Space also plays a major role as she runs on lands stolen from the Mohican, Nipmuc, Očhéthi Šakówiŋ, Ute, and Cheyenne peoples and in spaces where her black body is simultaneously profiled and invisible. Braggs temporally expands space and community too by culling wisdom from past and present black intellectuals from W.E.B Du Bois to Rhon Manigault-Bryant.
Even technology shapes this narrative, as Braggs frenetically labors to teach to digital Zoom boxes and live-bodied classes, all the while celebrating black joy amidst the depressions of a pandemic.
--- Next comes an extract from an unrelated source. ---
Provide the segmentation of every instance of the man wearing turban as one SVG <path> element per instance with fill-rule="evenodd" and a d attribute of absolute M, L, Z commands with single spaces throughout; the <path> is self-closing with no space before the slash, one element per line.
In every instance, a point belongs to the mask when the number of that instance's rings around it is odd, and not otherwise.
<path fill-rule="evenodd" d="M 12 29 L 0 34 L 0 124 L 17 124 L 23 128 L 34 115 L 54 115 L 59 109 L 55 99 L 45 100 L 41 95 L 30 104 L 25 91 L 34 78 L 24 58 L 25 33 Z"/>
Rather than only constriction, the virtual medium also creates a larger community, as Braggs litters newspaper headlines within the environment that surrounds her—thus visualizing her inner voice and bringing the world into her solo performance. In the end, technology allows Runnin’ to Grace to reach more people and hopefully to resonate with others beyond Braggs’ unique embodied experience.
Competing Interests
The author has no competing interests to declare.
Author Information
Rashida K. Braggs is Associate Professor in Africana Studies and Faculty Fellow of the Davis Center and Office of Institutional Diversity, Equity and Inclusion at Williams College. Her book Jazz Diasporas: Race, Music and Migration in Post-World War II Paris investigates migratory experiences of African American jazz musicians in 1946–1963 Paris. Her work has also been published in such journals as The Journal of Popular Music, The Black Scholar, The James Baldwin Review and Praxis: The Journal for Theatre, Performance Studies, and Criticism. Braggs is also a scholar-performer, who acts, sings, dances, and writes and performs spoken word poetry.